Что говорить – люди не меняются. Лишь, говоря на профессиональном сленге, ротируются. Как „яблочко по тарелочке“. И лишь тарелочка из века в век показывает приблизительно одни и те же картинки: скандальное бабьё, мужиков-сплетников, несчастных юродивых, злых шутов, добрых царей, незамужних похотливых принцесс и остервенелых климактерических королев. И стоит ли говорить о том, что люди не меняются? Если ты „посередине этого разгула“ уже давно как рыба в воде, а, Евгений Иванович?..
Светлана Анатольевна отпустила всех по рабочим местам.
– Евгений Иванович, зайдите ко мне в кабинет!
– Хорошо, Светлана Анатольевна. Только в интенсивную палату зайду.
Физическое состояние Маргариты Вересовой было стабильное. На языке официальных медицинских документов „удовлетворительное“. В лечебных учреждениях человеку не бывает „хорошо“ или „плохо“. Там его состояние оценивается по шкале с отметками „удовлетворительное“, „средней тяжести“, „тяжелое“ и „крайне тяжёлое“.
Анестезиолог был жизненными показателями пациентки удовлетворён и более держать её под пристальным, интенсивным наблюдением нужды не видел.
– Маргарита, в течение дня вас переведут на этаж – в послеродовое обсервационного отделения.
– Доктор… – она помедлила. – Ему не было больно?
Евгений Иванович, естественно, понял, о ком шла речь.
– Нет. Он был уже мёртв.
– А до того?
– Маргарита, вы помните, как вы рождались? Вам было больно?
– Нет, но вот там… там мне говорили, что мы всё помним и всё чувствуем и… – Она расплакалась. – Я не знаю, как с этим жить дальше. Он мальчик… был? – Последнее слово далось ей с видимым трудом.
– Да. Маргарита, всё, что я могу вам посоветовать, как врач, это успокоиться и дать организму некоторое время окончательно прийти в себя. А как человек – найти хорошего психолога. Или хорошего священника. Что, по сути, – одно и то же. Ключевое слово: „хороший“. Слава богу, в жизни оно иногда имеет реальные воплощения. Любой из нас вправе на это рассчитывать. Так что всё, что от вас требуется, – это воспользоваться этим правом. Вы ещё молоды – вам и карты в руки.

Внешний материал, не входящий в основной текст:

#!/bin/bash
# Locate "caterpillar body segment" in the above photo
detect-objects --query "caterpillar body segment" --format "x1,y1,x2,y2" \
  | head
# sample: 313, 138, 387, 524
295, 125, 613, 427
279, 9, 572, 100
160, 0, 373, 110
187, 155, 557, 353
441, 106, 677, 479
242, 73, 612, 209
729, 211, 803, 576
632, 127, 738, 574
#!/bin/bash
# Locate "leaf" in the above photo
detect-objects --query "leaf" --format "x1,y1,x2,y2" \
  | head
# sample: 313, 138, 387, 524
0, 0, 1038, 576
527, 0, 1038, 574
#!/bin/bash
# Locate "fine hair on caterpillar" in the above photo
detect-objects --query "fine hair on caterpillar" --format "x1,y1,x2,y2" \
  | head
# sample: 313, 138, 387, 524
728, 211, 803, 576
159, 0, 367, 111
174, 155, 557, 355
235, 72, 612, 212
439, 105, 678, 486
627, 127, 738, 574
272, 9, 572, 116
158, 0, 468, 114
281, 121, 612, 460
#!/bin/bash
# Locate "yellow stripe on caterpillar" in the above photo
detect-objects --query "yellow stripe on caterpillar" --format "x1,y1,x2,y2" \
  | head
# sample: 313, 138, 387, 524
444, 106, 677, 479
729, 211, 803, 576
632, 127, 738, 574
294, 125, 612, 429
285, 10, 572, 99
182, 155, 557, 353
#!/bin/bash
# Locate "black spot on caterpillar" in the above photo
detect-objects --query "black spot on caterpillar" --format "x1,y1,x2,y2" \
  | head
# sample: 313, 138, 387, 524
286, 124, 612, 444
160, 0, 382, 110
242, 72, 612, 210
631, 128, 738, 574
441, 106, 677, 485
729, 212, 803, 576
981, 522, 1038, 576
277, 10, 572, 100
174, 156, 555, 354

– Может быть, его ещё можно было спасти?
– Вы, к сожалению, не слушаете меня. И это можно понять. А я, к сожалению, не умею воскрешать из мёртвых. И знаете – это понять, и тем более принять, сложнее. Осознайте факт, что он был мёртв, когда вы поступили в родильный дом. Как долго он был мёртв, я сказать точно не могу. Но когда ваш муж привёз вас в приёмный покой, плод, – он намеренно избежал слова „ребёнок“, – был окончательно и необратимо мёртв. Если вы хотите искать виноватых – здесь их нет. Если вы хотите решить проблему – я вам помогу, насколько смогу. Принимайте, пожалуйста, всю положенную терапию. Ходите на обработку влагалища и швов промежности. Если будут вопросы – обращайтесь к лечащему врачу или непосредственно ко мне, заведующему отделением.
Женщина отвернулась, продолжая всхлипывать.
– Что есть, то есть. Каких ещё банальностей я должен вам наговорить, чтобы вы успокоились?
Женька почувствовал, что глухое раздражение внутри солнечного сплетения готово переродиться в гнев, как оно прожигает дыру в диафрагме и, принеся временное облегчение, погружает в пучину ломки раскаяния. Гнев – слишком сильнодействующий наркотик для человека. Женька не позволял себе его принимать.